Agbeyewa, also reiterated that the Lagos State Government is planning to revitalize the rice industry with the commissioning of the Imota Rice Mill which was expected to be held around June or July 2022.

“I don’t know what Kebbi’s plans are, but the Lagos State government plans to revitalize the rice industry. The Imota rice mill that Ambode was building before he left, because at the time it was 70% complete”

According to him, “The Lagos State government is therefore doing everything possible to complete it at this time and this rice mill is the largest in sub-Saharan Africa with 32 tonnes of peer hours. So the problem is that once it’s up and running, it can’t be stopped, so they have to have paddy fields in the field to get it up and running. What you have from the field is called paddy rice, now you will take it to the milling machine, destine it and take out the paddy and so on. So they have to have a paddy field enough on the ground to maintain the milling machine, so that’s the problem. It is the largest in Africa,” he concluded.

Kebbi State Agriculture Commissioner, Maigari Abdullahi Dakingari, in a conversation with our correspondent, expressed his gratitude for the intervention of the Federal and Kebbi State governments with the farmers.

He also reassures stakeholders that Lakerice would soon return to the delight of consumers.

“Today, many people who were not rice farmers until then and who were only consumers have returned willingly and willingly to the farms. This will surely result in a massive increase in rice production, stopping the import of rice and the establishment of small and large rice mills.

He said the devastating flood of 2010 dashed the hopes of many farmers.

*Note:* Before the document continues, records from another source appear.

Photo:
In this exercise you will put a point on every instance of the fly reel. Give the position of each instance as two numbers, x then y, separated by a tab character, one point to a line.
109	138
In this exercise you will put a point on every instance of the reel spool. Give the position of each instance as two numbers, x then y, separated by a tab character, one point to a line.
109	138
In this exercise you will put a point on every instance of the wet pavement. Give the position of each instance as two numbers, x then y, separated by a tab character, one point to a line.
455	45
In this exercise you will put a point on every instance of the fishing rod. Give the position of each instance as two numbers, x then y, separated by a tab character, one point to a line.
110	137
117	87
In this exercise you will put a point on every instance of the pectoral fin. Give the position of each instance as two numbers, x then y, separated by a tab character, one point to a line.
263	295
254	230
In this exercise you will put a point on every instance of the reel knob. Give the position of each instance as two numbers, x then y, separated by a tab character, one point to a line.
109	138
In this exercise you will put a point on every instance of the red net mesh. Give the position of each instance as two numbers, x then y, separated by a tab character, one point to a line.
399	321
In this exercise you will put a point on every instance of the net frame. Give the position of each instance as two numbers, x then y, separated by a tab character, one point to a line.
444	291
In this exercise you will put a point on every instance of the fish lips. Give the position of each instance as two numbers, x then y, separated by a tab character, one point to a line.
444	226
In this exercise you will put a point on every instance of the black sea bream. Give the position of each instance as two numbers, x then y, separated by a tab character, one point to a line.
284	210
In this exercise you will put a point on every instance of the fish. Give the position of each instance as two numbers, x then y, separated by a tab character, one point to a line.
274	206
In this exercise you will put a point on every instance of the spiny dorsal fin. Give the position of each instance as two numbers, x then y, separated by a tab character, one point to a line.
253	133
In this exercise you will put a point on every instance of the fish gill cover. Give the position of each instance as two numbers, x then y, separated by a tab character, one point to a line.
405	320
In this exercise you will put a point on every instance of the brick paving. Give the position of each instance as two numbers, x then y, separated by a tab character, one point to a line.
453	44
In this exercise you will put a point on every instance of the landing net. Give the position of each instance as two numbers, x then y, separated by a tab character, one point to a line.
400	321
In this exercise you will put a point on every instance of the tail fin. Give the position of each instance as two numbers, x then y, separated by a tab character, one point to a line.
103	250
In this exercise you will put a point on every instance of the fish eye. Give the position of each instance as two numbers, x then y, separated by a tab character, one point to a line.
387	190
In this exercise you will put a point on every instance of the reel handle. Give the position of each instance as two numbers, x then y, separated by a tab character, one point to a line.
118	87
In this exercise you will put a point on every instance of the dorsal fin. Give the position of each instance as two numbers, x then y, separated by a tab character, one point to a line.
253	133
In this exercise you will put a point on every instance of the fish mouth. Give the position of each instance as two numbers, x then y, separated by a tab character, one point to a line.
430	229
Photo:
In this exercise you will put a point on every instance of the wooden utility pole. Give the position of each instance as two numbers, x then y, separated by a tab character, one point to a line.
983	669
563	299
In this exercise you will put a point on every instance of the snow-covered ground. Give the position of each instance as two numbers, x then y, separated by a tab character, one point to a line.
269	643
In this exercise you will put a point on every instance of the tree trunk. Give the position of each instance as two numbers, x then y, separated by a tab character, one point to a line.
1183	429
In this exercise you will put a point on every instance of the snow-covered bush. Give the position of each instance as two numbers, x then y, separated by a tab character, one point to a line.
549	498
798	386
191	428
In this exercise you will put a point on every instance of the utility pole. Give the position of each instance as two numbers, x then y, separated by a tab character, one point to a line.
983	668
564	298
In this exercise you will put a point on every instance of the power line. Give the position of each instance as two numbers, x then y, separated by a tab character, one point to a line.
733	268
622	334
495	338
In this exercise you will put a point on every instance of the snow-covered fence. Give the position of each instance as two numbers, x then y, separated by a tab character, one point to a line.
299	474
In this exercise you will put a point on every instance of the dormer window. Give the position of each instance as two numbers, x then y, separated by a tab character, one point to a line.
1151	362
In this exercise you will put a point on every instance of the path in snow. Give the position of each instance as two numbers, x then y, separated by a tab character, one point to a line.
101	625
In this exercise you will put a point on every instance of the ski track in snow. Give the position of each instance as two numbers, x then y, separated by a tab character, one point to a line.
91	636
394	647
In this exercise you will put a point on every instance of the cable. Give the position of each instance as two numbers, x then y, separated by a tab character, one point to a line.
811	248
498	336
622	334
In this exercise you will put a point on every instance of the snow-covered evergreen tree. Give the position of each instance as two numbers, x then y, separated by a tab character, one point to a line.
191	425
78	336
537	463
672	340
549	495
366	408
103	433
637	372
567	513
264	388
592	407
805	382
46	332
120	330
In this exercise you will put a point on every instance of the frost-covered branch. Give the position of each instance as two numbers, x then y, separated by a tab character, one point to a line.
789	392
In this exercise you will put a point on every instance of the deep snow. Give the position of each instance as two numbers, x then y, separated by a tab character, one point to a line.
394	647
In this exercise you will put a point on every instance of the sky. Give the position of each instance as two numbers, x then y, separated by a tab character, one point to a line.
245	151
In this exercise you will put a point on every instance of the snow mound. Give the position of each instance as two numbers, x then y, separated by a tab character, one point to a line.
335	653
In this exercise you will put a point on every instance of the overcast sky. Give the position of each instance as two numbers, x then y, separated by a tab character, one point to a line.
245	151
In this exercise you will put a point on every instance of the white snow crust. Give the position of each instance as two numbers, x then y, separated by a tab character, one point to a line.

“Kebbi State had not experienced floods as devastating as the 2020 floods which came as farmers expected bumper harvests. Unfortunately, the floods dashed the hopes of many of them. The losses suffered especially by rice farmers in Kebbi State were colossal and immeasurable; they are in the billions of naira. Thousands of hectares of Fadama rice fields in the state were not spared by the raging floods,” he lamented.

The commissioner explained that before the big flood; the state was rapidly becoming the breadbasket of the nation.

Dakingari, said the development caught the attention of the President, General Muhammadu Buhari (Retired), prompting him to launch the State Anchor Borrower Loan Scheme in 2015,

“Who intends to provide loans and agricultural inputs such as cheap fertilizers, improved seeds, chemicals and water pumping machinery, among others,” he concluded.